# Help with jordan normal form exercises

Let $A$ be a $7\times 7$ matrix such that $(A-I)^3=0$ and $(A-I)^2$ has rank $2$. How can we find the Jordan normal form of $A$?

Since $(A-I)^3=0$, The only eigenvalue of $A$ is 1, and the Jordan blocks are of size no bigger than 3. Since $(A-I)^2$ has rank 2, There must be some Jordan block of rank bigger than 2. But if $B$ is a jordan block of size 3, $(B-I)^2$ has rank one. Hence we must have 2 Jordan blocks of size 3. Since $A$ is $7\times 7$, there is one additional Jordan block, of size 1. $$\begin{pmatrix} 1 & 1 & 0 & 0 & 0 & 0 & 0 \\ 0 & 1 & 1 & 0 & 0 & 0 & 0\\ 0 & 0 & 1 & 0 & 0 & 0 & 0\\ 0 & 0 & 0 & 1 & 1 & 0 & 0\\0 & 0 & 0 & 0 & 1 & 1 & 0\\ 0 & 0 & 0 & 0 & 0 & 1 & 0 \\0 & 0 & 0 & 0 & 0 & 0 & 1 \end{pmatrix}$$
• Thanks Frankel and Jordan. By using your answer I try to solve this question. A is 4x4 matrix with complex coefficient such that $(A-3I)^2=0$ possible jordan forms of A. The only eigenvalue 3 and the size of Jordan blocks are not bigger than 2 since $(A-3I)^2=0.$ $\begin{pmatrix} 3 & 1 & 0 & 0 \\ 0 & 3 & 0 & 0 \\ 0 & 0 & 3 & 1\\ 0 & 0 & 0 & 3 & \end{pmatrix}$ $\begin{pmatrix} 3 & 1 & 0 & 0 \\ 0 & 3 & 1 & 0 \\ 0 & 0 & 3 & 0\\ 0 & 0 & 0 & 3 & \end{pmatrix}$ $\begin{pmatrix} 3 & 1 & 0 & 0 \\ 0 & 3 & 1& 0 \\ 0 & 0 & 3 & 1\\ 0 & 0 & 0 & 3 & \end{pmatrix}$ Is it right?
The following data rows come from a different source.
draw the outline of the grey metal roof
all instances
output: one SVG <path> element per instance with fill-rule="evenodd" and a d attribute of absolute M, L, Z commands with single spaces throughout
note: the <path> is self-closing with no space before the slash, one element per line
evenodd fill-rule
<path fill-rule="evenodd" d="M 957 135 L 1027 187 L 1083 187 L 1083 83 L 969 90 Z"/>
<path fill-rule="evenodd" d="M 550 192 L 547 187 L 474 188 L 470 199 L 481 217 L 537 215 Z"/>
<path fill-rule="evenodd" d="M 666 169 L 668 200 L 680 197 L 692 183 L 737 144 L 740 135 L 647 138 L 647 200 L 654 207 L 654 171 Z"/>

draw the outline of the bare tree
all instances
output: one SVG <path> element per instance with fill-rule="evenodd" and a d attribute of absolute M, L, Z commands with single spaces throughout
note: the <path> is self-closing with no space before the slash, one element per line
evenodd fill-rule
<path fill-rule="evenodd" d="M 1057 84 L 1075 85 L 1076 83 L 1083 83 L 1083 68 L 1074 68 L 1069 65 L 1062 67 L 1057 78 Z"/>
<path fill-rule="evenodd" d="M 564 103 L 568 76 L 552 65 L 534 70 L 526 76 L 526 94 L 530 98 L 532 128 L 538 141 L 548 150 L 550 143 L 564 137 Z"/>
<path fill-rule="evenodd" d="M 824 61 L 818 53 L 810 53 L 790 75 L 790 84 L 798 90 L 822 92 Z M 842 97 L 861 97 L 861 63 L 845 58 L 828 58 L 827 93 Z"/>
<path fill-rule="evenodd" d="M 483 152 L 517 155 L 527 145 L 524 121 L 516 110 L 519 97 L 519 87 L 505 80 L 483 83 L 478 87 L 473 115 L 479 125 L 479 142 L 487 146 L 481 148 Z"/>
Commented Feb 25, 2012 at 3:53
• $\begin{pmatrix} 3 & 1 & 0 & 0 \\ 0 & 3 & 0 & 0 \\ 0 & 0 & 3 & 1\\ 0 & 0 & 0 & 3 & \end{pmatrix}$ $\begin{pmatrix} 3 & 1 & 0 & 0 \\ 0 & 3 & 0 & 0 \\ 0 & 0 & 3 & 0\\ 0 & 0 & 0 & 3 & \end{pmatrix}$ $\begin{pmatrix} 3 & 0 & 0 & 0 \\ 0 & 3 & 0& 0 \\ 0 & 0 & 3 & 0\\ 0 & 0 & 0 & 3 & \end{pmatrix}$ Commented Feb 25, 2012 at 4:49
All of $A$'s eignevalues are $1$, since $A$'s minimal polynomial divides $(X-1)^3$. So the Jordan blocks have $1$s down the diagonal. The blocks most be less than or equal to $3$ in size, or else $(A-I)^3$ would not be $0$. We could not have all of the blocks being of size $\leq2$, or else $(A-I)^2$ would already be $0$ and have $0$ rank. And each block of size $3$ can only contribute $1$ to the rank of $(A-I)^2$. So we must have two blocks of size $3$ and one of size $1$.